Sie staunten nicht schlecht, als sie die vielen Kirschgläser sahen. Herr Huber bemerkte wohl die großen Augen seiner Gäste und zuckte nur mit den Schultern. „Die Gläser können wir gut verwenden. Die Kirschen darin sind schön süß und weich“, merkte er an. „Das wird viel Limonade ergeben. Damit könnte man die ganze Stadt versorgen“, kicherte Friedrich.
Das Rezept war auch keine Hexerei. Paul machte ein Glas von den bereits eingemachten Kirschen auf, mischte sie mit den frischen Früchten aus dem Garten und verarbeitete alles mit dem großen Kartoffelstampfer vom Herrn Huber zu Mus. Anschließend strich Friedrich das Mus durch ein Sieb. Der so entstandene Saft wurde in einem großen Topf langsam erwärmt und der Zucker von den Trollen hineingeschüttet. „So. Nachdem der ganze Spaß abgekühlt ist, geben wir zu dem konzentrierten Kirschsaft noch klares Wasser und einen Spritzer Zitrone hinzu“, erklärte Paul, während er noch einmal auf das Rezept von seiner Oma linste.

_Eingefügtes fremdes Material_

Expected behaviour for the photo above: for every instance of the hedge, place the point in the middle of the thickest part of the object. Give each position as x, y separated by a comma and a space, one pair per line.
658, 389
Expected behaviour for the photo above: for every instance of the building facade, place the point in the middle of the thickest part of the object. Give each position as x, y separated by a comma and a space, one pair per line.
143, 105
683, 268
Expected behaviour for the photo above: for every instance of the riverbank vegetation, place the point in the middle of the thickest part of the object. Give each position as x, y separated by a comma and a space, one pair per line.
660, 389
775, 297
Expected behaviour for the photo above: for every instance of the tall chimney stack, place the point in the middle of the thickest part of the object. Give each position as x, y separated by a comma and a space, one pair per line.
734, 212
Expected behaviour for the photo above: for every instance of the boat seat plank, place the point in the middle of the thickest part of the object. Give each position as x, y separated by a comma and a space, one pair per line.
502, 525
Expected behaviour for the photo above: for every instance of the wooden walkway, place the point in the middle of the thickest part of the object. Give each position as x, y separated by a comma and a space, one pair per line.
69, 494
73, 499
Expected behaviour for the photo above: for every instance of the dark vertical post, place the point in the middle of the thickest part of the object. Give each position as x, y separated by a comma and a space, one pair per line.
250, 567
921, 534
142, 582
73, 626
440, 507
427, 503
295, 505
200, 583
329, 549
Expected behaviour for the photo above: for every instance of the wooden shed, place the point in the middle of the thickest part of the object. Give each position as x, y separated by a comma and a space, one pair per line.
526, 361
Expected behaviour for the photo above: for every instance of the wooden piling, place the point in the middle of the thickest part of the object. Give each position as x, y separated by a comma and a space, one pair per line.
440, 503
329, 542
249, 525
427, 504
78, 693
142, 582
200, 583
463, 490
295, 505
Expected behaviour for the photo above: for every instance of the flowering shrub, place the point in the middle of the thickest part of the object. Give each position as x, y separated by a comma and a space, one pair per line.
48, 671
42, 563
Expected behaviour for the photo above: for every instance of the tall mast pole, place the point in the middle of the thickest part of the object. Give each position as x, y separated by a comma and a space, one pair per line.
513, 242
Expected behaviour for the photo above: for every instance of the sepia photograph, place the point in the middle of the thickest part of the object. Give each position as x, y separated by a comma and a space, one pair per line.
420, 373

Gespannt schaute ihm Herr Huber über die Schulter. Er hatte davon nämlich überhaupt keine Ahnung und begnügte sich mit der Aufgabe, ihm die nächste Zutat zu reichen. Etwas skeptisch blickte Zottelfell in die Schüssel mit der roten Flüssigkeit. „Mit etwas Schneckenschleim und Krötenspucke würde die Limonade besser schmecken.“ Friedrich und Paul schüttelten energisch die Köpfe. „Spaßverderber. Wissen nicht, was gut ist“, murmelte Zottelfell.
Um die große Schüssel zu ihrem Stand, den sie schon vor den Zaun geschoben hatten, befördern zu können, mussten alle mit anpacken. Das war eine ganz schön wackelige Angelegenheit. Beinahe wäre der ganze Trunk auf der Wiese gelandet. „Puh!“, sagte Herr Huber. „Hoffentlich kommt auch jemand. Immerhin bin ich in dieser Straße nicht sehr beliebt“, gab er traurig zu bedenken. „Ach was!“, winkten Zottelfell und Zipfelöhrchen ab. „Wir sind so lustige Gesellen. Friedrich hat uns bei unserer ersten Begegnung sogar putzig genannt. Uns wird schon etwas einfallen!“
Und wirklich: Von dem süßen Duft angelockt, kamen immer mehr Neugierige, die einen Blick auf den Stand und die auffälligen Verkäufer warfen. Grinsend saßen die zwei Trolljungs auf einer Kiste neben dem Stand und riefen:
„Guten Tag, ihr durstigen Menschen! Kommt zu uns, denn hier gibt es die leckerste Limonade der ganzen Stadt! Wir haben für Euch nur die süßesten Kirschen aus dem Garten vom lieben Herrn Huber gesammelt!“
Herr Bieber war der Erste, der sich einen Becher kaufte. Er kostete ganz vorsichtig, und über sein Gesicht huschte ein Lächeln. „Ja, die werde ich weiterempfehlen“, sagte er zufrieden. Die Verkäufer freuten sich riesig. Ihr erster Verdienst! Nachdem sich Herr Bieber getraut hatte, wollten auch Frau Meyer aus der 52b, Flora von dem kleinen Blumenladen an der Ecke und Bruno mit seiner Mama die Limo probieren. Es dauerte nicht lange, und schon hatte sich an dem kleinen Stand eine Schlange gebildet. Die Kirschgasse war mit dem Lachen und Gesprächen von zufriedenen Kunden erfüllt.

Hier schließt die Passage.